This is awesome, @emil! Really psyched you’re exploring this.
OK here are lots of scattered thoughts. Sorry for the length… if I had more time I would’ve written a shorter letter
Functional Data Transformations
One API idea I was excited about at one point was having inputs & outputs be functional data transformations. So you could write stuff like:
@callback(Output('figure', extend('figure', 'data.0.y')), Input('interval', 'n_interval'))
def update(_):
df = get_latest_data()
return df['sales']
which would extend the figure.data[0].y
property of the figure.
So then the question becomes, what grammar do we support beyond extend
?
With the nested property, you could also have this as inputs, so:
@callback(Output('figure', 'data.*.marker.color'),
Input('darken', 'n_clicks'),
State('figure', 'data.*.marker.color'))
def update(existing_colors):
new_colors = []
for color in existing_colors:
new_colors.append(darken(color))
return new_colors
*
might not be generic enough. We might consider looking at the jq
syntax for a more generic data accessing grammar.

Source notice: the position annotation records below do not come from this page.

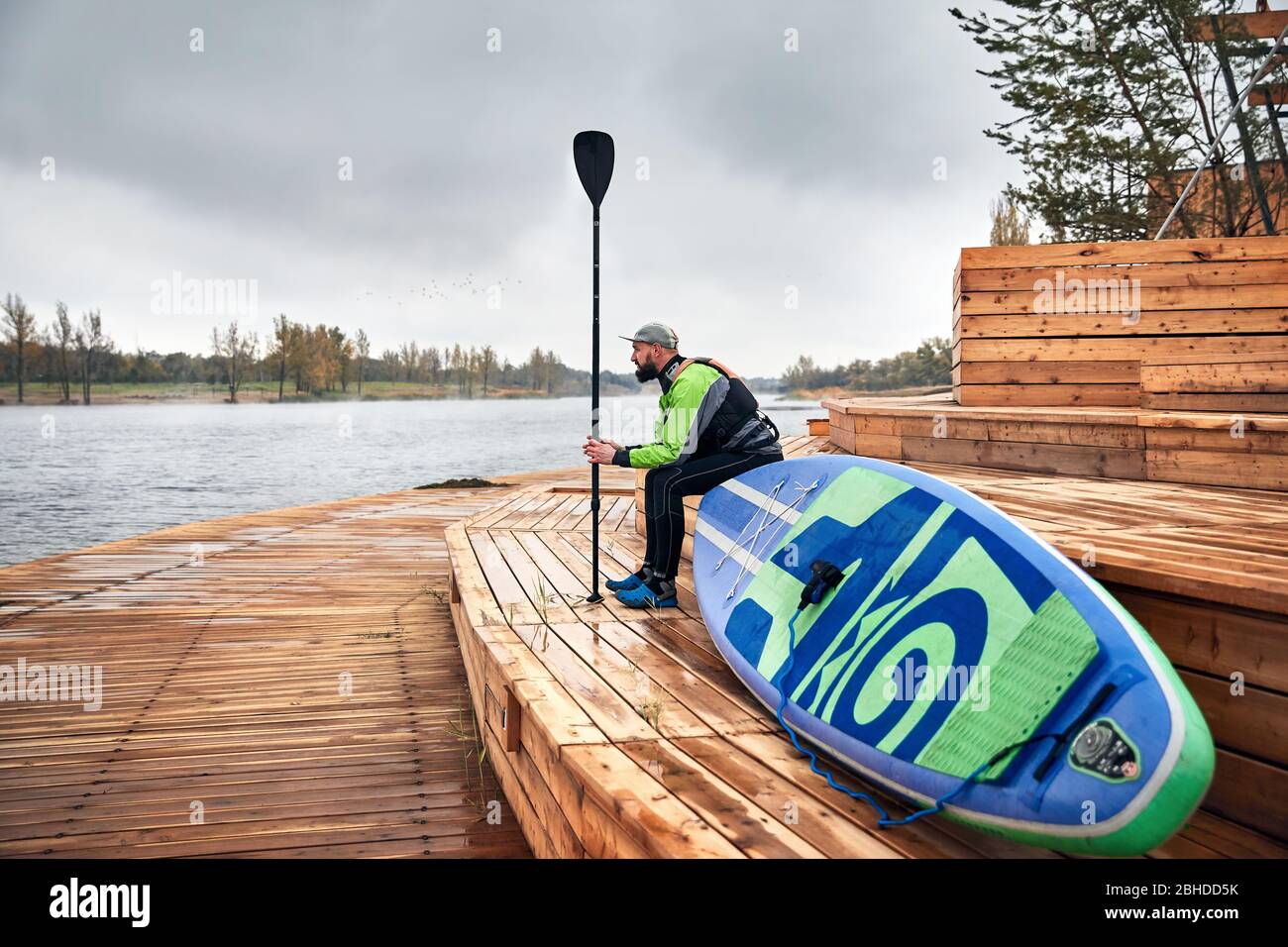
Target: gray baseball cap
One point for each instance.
(655, 333)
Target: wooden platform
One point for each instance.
(1120, 442)
(1206, 571)
(1197, 325)
(619, 732)
(294, 673)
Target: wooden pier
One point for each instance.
(326, 681)
(618, 732)
(281, 684)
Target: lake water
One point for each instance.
(73, 476)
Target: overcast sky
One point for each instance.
(767, 169)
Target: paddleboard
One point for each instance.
(954, 634)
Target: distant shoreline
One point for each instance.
(128, 393)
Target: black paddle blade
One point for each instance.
(592, 154)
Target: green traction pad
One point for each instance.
(1022, 685)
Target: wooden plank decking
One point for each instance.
(618, 732)
(224, 647)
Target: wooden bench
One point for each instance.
(1171, 324)
(618, 732)
(1126, 444)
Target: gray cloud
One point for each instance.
(767, 167)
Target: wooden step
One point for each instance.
(1203, 569)
(1199, 447)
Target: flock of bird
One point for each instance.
(436, 291)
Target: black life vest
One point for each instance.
(738, 407)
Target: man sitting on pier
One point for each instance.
(709, 429)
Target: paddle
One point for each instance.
(592, 154)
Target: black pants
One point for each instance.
(665, 488)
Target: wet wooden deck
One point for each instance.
(279, 684)
(619, 732)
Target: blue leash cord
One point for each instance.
(884, 817)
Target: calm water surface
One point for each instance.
(72, 476)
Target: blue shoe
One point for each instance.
(643, 596)
(631, 581)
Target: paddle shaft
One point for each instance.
(593, 412)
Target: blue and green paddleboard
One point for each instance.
(956, 659)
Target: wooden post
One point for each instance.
(1249, 153)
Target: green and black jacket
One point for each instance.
(706, 408)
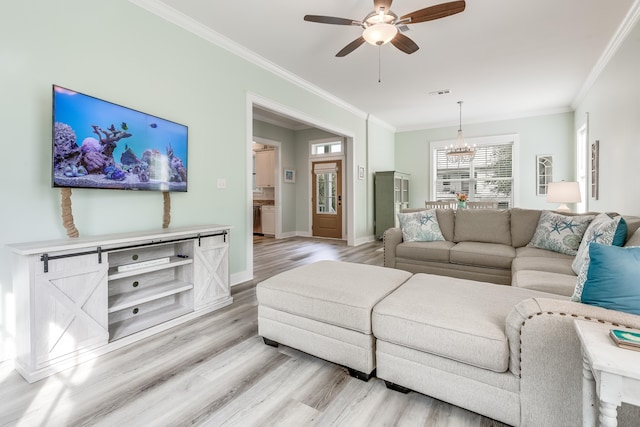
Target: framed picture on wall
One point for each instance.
(544, 173)
(290, 175)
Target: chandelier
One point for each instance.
(461, 151)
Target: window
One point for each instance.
(489, 177)
(326, 147)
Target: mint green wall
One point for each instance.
(613, 104)
(381, 157)
(119, 52)
(551, 134)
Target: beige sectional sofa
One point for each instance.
(510, 353)
(490, 246)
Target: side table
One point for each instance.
(610, 373)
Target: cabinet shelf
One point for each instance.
(130, 299)
(174, 262)
(144, 321)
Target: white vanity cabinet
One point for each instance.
(79, 298)
(268, 220)
(265, 172)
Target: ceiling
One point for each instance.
(503, 58)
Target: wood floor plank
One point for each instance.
(215, 370)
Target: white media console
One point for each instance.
(80, 298)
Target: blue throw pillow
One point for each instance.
(420, 226)
(613, 278)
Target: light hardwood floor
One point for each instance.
(216, 371)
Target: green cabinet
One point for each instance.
(391, 196)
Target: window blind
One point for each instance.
(488, 177)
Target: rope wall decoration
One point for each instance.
(67, 215)
(166, 217)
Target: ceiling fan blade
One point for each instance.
(435, 12)
(350, 47)
(404, 43)
(377, 4)
(330, 20)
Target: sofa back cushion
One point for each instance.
(523, 225)
(446, 219)
(483, 225)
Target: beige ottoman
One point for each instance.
(324, 309)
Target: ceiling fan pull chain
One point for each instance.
(379, 66)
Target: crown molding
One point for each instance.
(627, 25)
(381, 123)
(487, 119)
(178, 18)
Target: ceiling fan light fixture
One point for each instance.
(379, 34)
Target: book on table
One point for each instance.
(625, 339)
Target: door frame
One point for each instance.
(349, 166)
(277, 161)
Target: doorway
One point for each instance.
(327, 198)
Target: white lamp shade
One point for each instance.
(381, 33)
(563, 192)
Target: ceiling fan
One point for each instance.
(382, 25)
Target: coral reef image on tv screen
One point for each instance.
(98, 144)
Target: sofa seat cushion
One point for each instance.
(425, 251)
(528, 251)
(493, 255)
(550, 264)
(333, 292)
(545, 281)
(420, 315)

Functional Grammar - Inspired by Ramda
At one point, I was thinking we could expose/adopt the Ramda API, which basically allows you to do any sort of functional transformations to data in a single expression: Ramda Documentation
The cool thing about ramda, and other functional paradigms, is that you construct the data transformation expression in a way that you can always “call”/“apply” with a value. So instead of having
my_list.append(5)
you write:
append(my_list)(5)
or in a more complex scenario:
extend(figure['data'][0]['x'], [1, 2, 3])
you write something like
concat(lensPath('data', 0, 'x'))(figure)([1, 2, 3])
(See in Rambda sandbox)
which lends itself well to what we’re doing where you write the data transformation expression in the callback and then “call”/“apply” with two things: 1. The component’s property, 2) callback’s return value. So generically, Dash’s front-end “simply” runs:
new_component_value = expression(property_value)(callback_output)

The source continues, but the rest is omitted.